La proposition dite « taxe Zucman », une imposition sur le patrimoine des ultrariches pensée par l’économiste Gabriel Zucman, est revenue au centre du débat politique français. Votée largement à l’Assemblée nationale en février et rejetée au Sénat en juin, elle nourrit aujourd’hui une bataille sur son éventuelle intégration au prochain budget de l’État, alors que les clivages politiques restent très marqués.
Un parcours parlementaire contrasté
Au Parlement, la trajectoire de la mesure a été tranchée : adoption majoritaire à l’Assemblée en février, puis rejet par le Sénat en juin. Ces étapes définissent le cadre institutionnel du débat et expliquent pourquoi la question se pose à nouveau au moment des arbitrages budgétaires.
Le contraste entre les deux chambres illustre aussi la difficulté à faire émerger un consensus sur une réforme fiscale portant sur les plus hauts patrimoines. La relance du dossier survient à mesure que s’approchent les discussions sur le budget, période où les mesures de recettes et de redistribution sont examinées de près.
Un enjeu central pour la gauche
La gauche a choisi d’en faire un étendard. Le Parti socialiste a inscrit la taxe Zucman comme la mesure principale de son « contre-budget » présenté le 30 août, la qualifiant d’incontournable dans la perspective d’un accord de gouvernement. Dans cette logique, la fiscalité des très hauts patrimoines devient un critère de négociation politique : « Faire peser l’effort d’abord sur ceux qui ont le plus, c’est la base de tout compromis possible », affirme Raphaël Glucksmann (Place publique) dans un entretien à Libération publié mercredi 3 septembre.
Les écologistes partagent cet axe et le mentionnent directement dans la « lettre aux Français » qu’ils s’apprêtent à diffuser. Ils rappellent également que la proposition a été portée, au moins à l’origine, par des députés issus de leurs rangs, ce qui explique leur attachement au dossier.
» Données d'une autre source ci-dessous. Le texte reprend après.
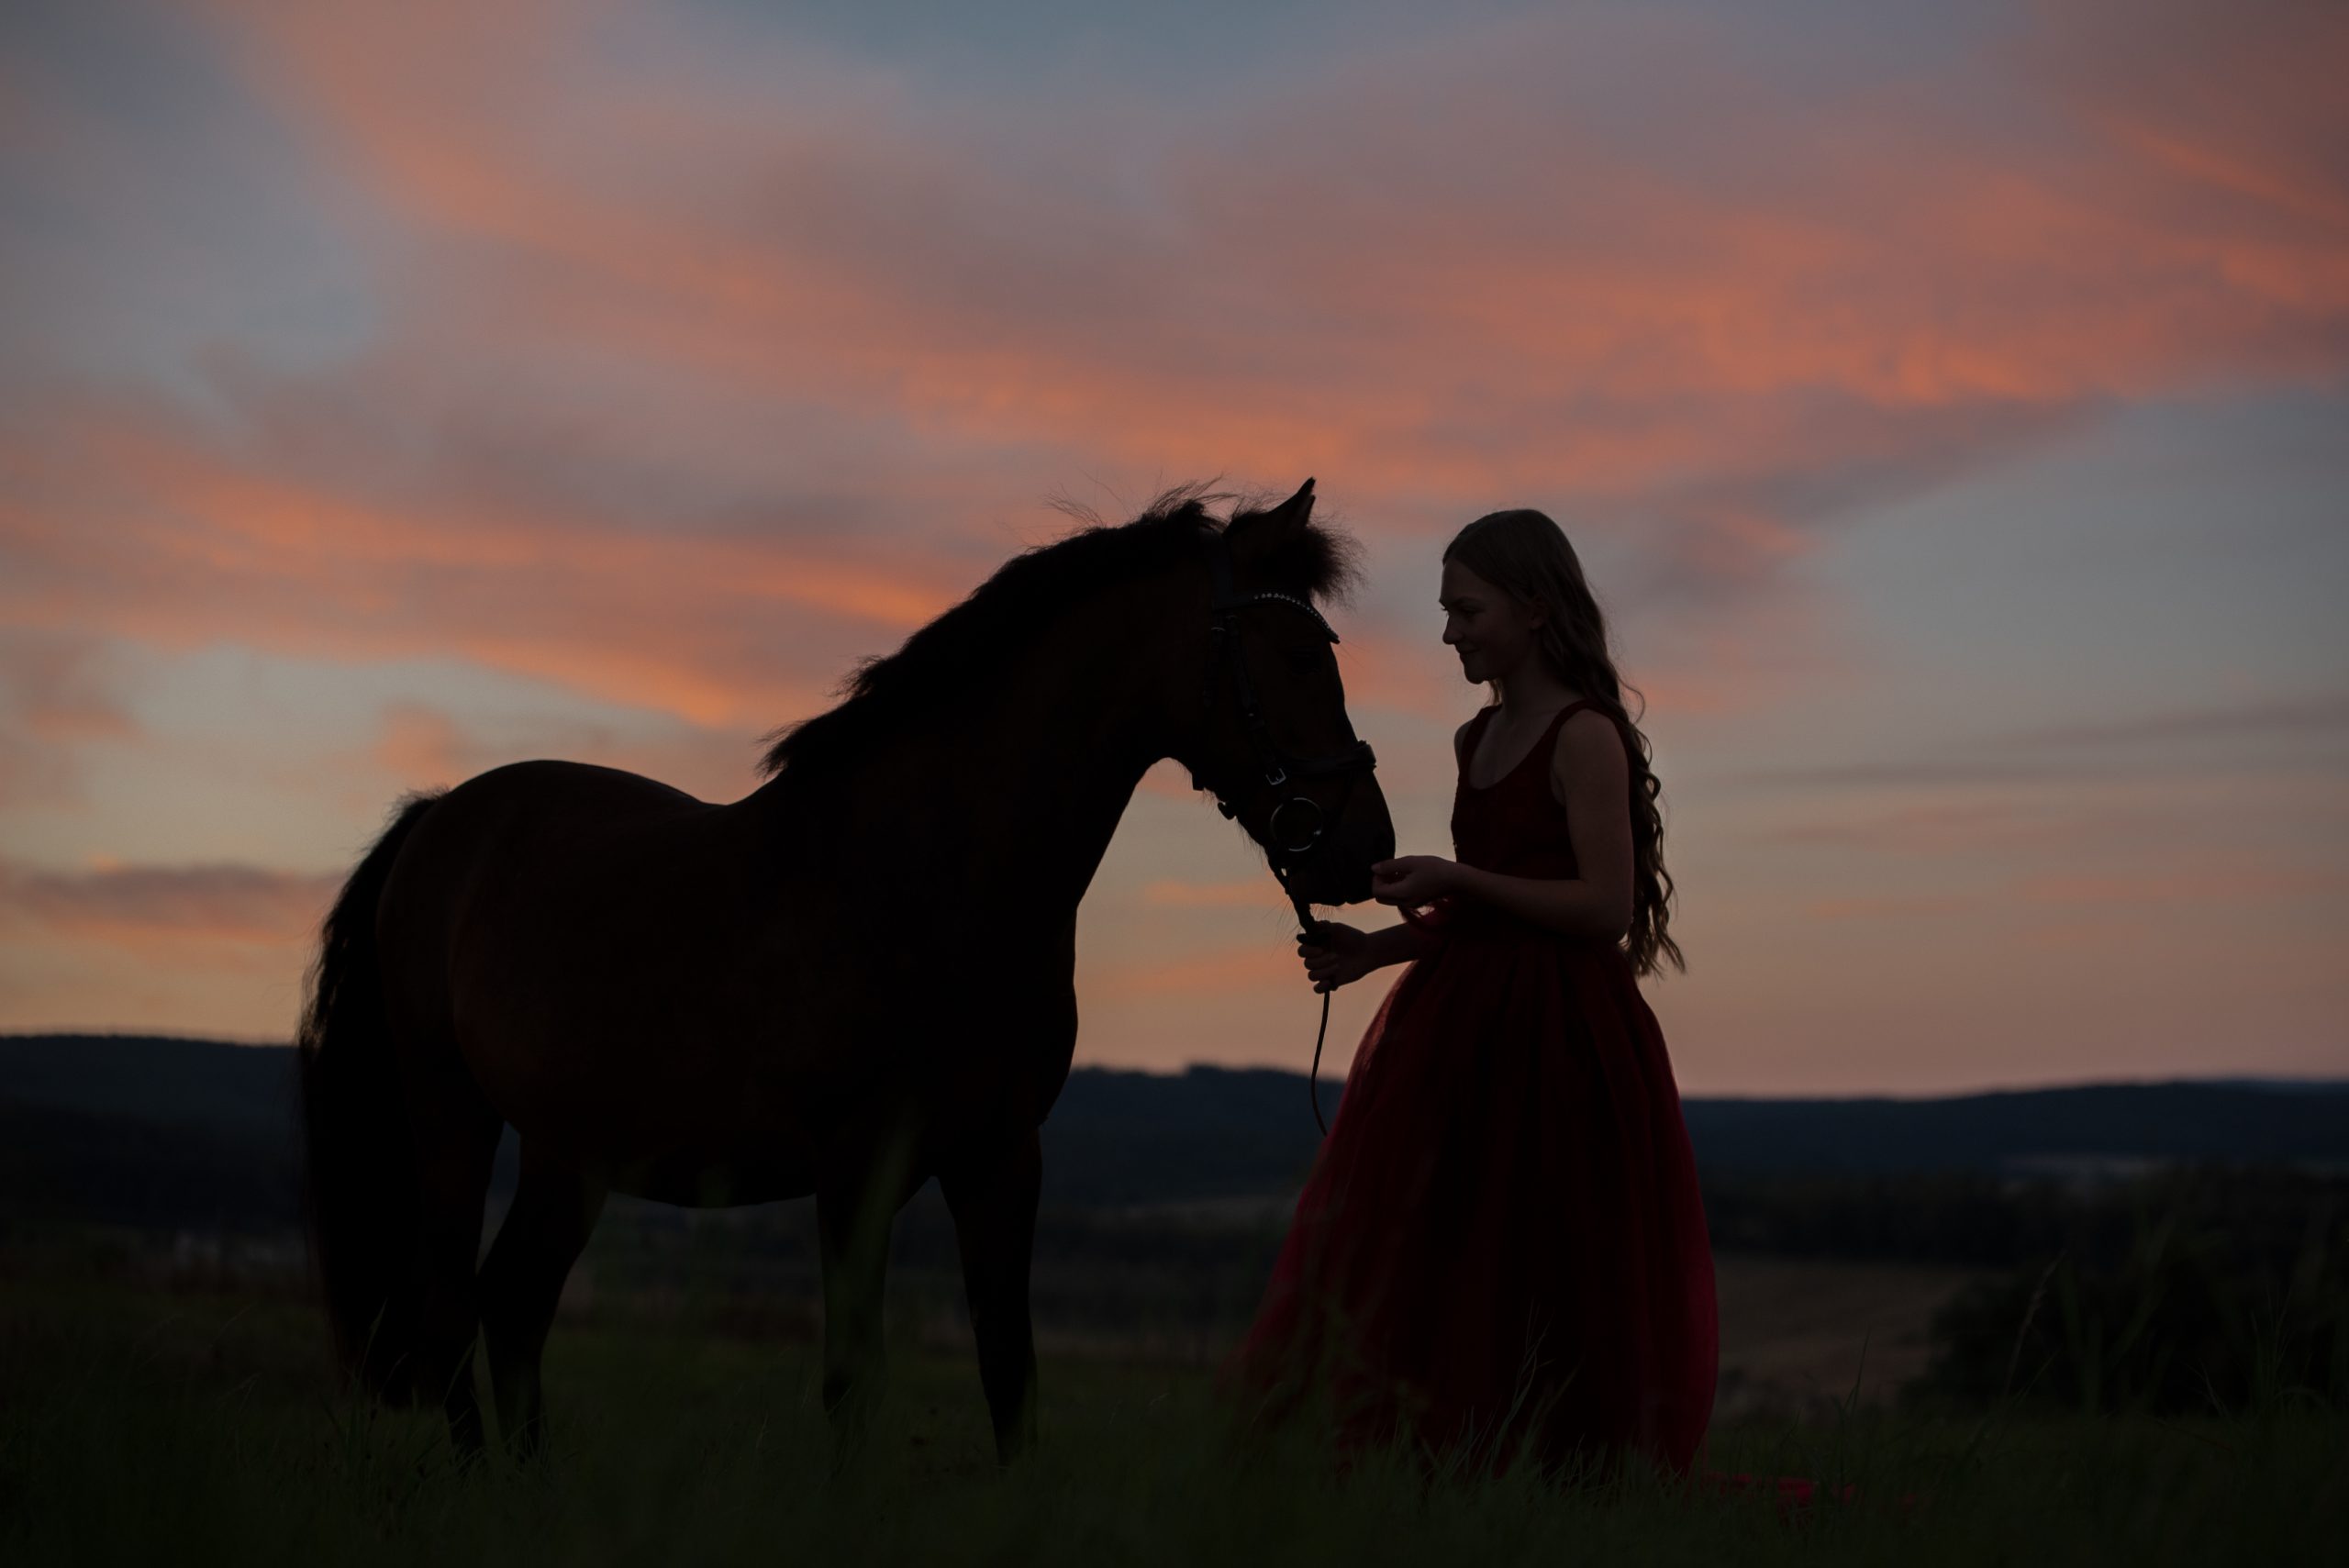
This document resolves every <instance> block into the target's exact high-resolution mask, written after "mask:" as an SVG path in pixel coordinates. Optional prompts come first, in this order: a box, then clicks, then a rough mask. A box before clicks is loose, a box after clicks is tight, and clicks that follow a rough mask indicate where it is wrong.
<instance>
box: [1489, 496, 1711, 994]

La droite, entre refus et reconnaissance d’un problème
Sur la droite, le refus de la taxe Zucman est explicite, mais il s’accompagne d’une reconnaissance partielle de l’existence d’un problème lié aux inégalités de patrimoine. Plutôt que d’embrasser la proposition telle quelle, des responsables de droite évoquent la recherche d’alternatives, sans que celles-ci ne soient détaillées dans le débat public cité.
Ce positionnement montre qu’au-delà de l’opposition de principe, il existe une préoccupation commune sur la question de la justice fiscale, mais des désaccords importants sur les instruments à privilégier pour y répondre.
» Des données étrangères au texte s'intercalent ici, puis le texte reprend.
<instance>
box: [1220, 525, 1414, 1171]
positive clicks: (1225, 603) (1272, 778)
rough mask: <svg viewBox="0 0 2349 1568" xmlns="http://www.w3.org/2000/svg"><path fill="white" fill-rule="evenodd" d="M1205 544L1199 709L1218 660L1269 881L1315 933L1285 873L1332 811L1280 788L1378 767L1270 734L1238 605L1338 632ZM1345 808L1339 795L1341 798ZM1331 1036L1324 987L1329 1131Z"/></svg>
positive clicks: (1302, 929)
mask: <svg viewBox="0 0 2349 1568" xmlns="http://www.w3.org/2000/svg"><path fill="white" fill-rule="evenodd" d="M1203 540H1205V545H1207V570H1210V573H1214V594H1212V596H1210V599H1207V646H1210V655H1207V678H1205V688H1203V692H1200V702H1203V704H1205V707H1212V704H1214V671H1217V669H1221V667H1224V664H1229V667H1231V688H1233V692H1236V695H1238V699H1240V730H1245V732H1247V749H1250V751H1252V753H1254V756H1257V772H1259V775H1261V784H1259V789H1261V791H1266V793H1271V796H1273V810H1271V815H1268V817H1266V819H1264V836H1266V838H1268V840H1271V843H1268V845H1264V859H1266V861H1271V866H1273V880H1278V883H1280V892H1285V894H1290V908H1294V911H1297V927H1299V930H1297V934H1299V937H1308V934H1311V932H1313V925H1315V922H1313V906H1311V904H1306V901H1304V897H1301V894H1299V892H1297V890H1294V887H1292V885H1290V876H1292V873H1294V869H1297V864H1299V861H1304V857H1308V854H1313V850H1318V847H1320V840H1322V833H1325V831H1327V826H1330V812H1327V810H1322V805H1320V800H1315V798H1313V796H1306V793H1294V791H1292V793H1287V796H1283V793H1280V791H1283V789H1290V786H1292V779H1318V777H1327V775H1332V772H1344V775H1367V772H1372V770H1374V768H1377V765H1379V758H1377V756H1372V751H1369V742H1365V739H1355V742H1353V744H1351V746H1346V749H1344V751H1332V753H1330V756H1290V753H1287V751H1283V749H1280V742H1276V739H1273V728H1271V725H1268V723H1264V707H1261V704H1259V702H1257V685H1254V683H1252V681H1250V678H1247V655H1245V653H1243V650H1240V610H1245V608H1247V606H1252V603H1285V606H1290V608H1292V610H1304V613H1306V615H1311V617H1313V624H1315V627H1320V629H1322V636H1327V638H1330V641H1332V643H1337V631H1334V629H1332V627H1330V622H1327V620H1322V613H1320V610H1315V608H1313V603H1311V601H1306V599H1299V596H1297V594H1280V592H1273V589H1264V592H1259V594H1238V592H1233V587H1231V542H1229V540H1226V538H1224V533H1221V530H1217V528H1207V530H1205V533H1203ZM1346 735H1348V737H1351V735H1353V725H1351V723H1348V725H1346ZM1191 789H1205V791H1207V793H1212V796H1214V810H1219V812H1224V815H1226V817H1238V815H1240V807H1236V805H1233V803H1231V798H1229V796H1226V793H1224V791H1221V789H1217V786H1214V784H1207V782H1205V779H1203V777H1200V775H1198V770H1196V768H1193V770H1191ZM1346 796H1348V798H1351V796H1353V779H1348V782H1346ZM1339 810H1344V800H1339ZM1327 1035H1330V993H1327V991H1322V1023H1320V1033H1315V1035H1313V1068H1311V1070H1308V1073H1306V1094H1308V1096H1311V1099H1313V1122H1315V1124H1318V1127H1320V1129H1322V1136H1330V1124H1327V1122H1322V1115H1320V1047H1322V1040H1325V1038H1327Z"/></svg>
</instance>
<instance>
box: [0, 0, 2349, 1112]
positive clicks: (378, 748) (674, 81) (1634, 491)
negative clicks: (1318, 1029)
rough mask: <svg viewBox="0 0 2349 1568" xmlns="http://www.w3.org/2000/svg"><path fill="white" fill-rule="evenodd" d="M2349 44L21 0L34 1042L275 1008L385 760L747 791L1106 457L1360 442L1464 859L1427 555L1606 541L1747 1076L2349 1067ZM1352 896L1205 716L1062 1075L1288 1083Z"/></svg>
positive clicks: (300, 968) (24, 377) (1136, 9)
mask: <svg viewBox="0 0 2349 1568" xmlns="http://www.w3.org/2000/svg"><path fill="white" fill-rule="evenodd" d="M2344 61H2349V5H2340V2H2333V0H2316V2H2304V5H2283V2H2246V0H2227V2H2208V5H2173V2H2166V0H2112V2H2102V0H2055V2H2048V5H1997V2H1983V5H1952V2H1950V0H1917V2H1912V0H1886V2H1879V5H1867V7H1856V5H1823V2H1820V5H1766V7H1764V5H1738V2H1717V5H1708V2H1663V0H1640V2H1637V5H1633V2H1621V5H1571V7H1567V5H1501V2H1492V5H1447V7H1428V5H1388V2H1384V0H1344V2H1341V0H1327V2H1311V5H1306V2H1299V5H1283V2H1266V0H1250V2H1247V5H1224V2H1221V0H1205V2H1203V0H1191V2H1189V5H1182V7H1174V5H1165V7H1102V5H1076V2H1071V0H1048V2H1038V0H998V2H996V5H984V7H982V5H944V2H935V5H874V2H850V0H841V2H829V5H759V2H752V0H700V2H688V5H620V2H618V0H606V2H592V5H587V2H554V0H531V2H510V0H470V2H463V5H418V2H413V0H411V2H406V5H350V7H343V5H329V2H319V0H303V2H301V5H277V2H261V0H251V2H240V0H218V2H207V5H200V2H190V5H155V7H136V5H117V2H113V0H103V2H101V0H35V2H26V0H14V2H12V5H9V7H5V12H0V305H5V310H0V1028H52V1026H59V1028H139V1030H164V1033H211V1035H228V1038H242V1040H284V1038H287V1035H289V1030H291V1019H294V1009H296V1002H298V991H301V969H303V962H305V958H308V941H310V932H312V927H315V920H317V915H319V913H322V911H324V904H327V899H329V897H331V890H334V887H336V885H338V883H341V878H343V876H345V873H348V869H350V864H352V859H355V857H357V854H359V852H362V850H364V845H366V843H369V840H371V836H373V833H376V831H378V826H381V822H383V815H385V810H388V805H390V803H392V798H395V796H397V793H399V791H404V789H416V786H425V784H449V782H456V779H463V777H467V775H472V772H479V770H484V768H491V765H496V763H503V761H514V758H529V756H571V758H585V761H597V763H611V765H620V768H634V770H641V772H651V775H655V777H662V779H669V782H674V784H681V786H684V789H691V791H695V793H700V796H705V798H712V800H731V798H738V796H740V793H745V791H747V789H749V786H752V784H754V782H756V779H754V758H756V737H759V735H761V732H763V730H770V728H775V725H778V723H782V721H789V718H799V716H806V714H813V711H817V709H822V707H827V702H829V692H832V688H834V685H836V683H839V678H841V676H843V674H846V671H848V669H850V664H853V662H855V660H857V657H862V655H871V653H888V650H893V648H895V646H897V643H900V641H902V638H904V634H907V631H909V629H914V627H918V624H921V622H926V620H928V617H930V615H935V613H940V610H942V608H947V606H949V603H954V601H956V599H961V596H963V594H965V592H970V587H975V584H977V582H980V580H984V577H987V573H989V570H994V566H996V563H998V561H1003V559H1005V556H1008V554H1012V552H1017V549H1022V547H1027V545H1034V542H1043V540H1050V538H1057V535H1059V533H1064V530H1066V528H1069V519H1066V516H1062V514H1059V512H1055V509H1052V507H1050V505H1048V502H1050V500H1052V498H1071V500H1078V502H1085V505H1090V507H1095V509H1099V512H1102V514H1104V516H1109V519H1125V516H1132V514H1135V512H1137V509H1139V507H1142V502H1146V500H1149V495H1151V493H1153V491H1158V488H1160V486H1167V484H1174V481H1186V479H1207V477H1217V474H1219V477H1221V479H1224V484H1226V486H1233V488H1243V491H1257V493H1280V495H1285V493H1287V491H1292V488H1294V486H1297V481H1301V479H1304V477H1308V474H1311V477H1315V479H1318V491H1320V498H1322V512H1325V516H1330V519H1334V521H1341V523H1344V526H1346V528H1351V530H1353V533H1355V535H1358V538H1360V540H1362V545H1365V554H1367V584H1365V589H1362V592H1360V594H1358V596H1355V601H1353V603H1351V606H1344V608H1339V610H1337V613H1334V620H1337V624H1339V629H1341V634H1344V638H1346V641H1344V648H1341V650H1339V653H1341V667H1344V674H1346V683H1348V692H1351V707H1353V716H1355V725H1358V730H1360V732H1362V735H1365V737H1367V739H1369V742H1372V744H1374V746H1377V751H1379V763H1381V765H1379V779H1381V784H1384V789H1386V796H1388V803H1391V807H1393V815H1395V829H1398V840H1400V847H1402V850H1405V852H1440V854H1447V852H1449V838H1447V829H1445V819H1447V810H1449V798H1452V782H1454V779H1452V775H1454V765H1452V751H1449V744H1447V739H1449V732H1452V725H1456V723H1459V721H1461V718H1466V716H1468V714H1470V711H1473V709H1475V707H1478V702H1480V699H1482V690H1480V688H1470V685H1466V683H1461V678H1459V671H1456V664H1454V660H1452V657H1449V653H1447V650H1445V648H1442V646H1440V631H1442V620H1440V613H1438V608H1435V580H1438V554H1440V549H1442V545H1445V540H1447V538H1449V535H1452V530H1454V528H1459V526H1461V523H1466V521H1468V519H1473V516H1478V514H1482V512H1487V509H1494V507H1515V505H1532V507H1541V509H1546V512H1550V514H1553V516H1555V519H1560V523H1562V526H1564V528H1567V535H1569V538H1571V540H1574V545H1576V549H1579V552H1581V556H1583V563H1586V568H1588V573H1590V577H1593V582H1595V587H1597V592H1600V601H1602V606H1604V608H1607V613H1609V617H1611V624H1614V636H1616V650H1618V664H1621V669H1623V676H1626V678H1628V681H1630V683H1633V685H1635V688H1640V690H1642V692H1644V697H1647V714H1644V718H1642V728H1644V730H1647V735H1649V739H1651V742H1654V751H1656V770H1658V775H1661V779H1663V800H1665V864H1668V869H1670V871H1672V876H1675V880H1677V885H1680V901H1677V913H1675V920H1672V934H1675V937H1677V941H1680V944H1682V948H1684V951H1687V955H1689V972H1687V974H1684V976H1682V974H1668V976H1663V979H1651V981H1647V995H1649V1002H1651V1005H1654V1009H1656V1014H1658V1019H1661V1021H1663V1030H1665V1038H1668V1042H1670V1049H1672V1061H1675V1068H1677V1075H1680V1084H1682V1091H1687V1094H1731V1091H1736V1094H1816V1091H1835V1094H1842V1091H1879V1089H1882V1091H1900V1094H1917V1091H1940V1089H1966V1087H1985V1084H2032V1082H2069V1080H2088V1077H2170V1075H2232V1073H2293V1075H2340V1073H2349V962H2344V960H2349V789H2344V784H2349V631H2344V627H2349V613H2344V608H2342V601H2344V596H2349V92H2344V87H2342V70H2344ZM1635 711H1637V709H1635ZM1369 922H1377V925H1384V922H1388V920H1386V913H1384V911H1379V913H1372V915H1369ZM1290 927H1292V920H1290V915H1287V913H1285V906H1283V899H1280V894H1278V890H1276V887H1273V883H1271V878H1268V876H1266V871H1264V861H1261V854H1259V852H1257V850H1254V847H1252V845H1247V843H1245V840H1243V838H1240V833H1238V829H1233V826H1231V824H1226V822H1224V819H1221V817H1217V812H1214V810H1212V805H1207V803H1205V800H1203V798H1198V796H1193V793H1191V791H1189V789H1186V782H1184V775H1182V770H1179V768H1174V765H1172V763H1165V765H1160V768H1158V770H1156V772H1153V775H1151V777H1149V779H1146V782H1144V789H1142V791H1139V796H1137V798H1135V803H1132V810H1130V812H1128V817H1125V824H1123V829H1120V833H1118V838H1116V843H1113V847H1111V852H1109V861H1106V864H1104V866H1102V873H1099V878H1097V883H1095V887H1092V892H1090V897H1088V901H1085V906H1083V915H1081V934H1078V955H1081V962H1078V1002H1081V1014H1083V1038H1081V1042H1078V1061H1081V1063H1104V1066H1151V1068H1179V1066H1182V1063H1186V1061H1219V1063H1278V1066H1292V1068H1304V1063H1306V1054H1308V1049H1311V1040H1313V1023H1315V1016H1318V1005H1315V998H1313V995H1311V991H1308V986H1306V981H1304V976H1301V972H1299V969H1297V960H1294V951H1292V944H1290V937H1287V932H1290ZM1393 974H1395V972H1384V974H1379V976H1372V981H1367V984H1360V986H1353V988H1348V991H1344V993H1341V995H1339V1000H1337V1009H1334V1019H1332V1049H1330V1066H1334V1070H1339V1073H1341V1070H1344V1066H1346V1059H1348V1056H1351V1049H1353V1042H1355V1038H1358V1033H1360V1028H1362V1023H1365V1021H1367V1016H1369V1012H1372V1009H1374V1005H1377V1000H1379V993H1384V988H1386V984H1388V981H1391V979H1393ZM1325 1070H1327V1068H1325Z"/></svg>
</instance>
Un dossier indifférent aux soubresauts gouvernementaux
La réouverture du dossier intervient dans un contexte politique instable : selon le texte d’origine, la tenue ou la chute du gouvernement Bayrou, programmée pour lundi 8 septembre, ne devrait pas faire disparaître la question. Qu’elle que soit l’issue politique immédiate, la taxe Zucman demeure une ligne de tension entre forces politiques et un repère dans les négociations budgétaires à venir.
L’éventuelle intégration de la taxe dans le budget dépendra de compromis politiques, mais aussi des arbitrages techniques et juridiques qu’il faudra préciser si le sujet franchit les étapes législatives. Pour l’heure, l’enjeu est avant tout politique : affirmer des priorités de redistribution et tester la capacité des différents camps à trouver un terrain d’entente.
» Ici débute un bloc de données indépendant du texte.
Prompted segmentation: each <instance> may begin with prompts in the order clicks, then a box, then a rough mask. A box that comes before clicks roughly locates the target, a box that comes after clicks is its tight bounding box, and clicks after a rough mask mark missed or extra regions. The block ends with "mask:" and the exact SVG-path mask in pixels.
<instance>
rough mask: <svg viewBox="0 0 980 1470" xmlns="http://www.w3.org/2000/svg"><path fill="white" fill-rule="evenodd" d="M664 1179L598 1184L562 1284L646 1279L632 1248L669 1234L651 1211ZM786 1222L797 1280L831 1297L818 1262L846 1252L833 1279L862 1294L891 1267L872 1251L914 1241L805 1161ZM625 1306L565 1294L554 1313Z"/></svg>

La circulation de la mesure entre Assemblée, Sénat et agora politique montre que la taxe Zucman est devenue plus qu’une proposition fiscale : elle fonctionne comme un marqueur des choix de société sur l’impôt et la répartition des efforts. Les prochains rounds budgétaires préciseront si elle se traduit en texte concret ou reste un instrument de débat politique.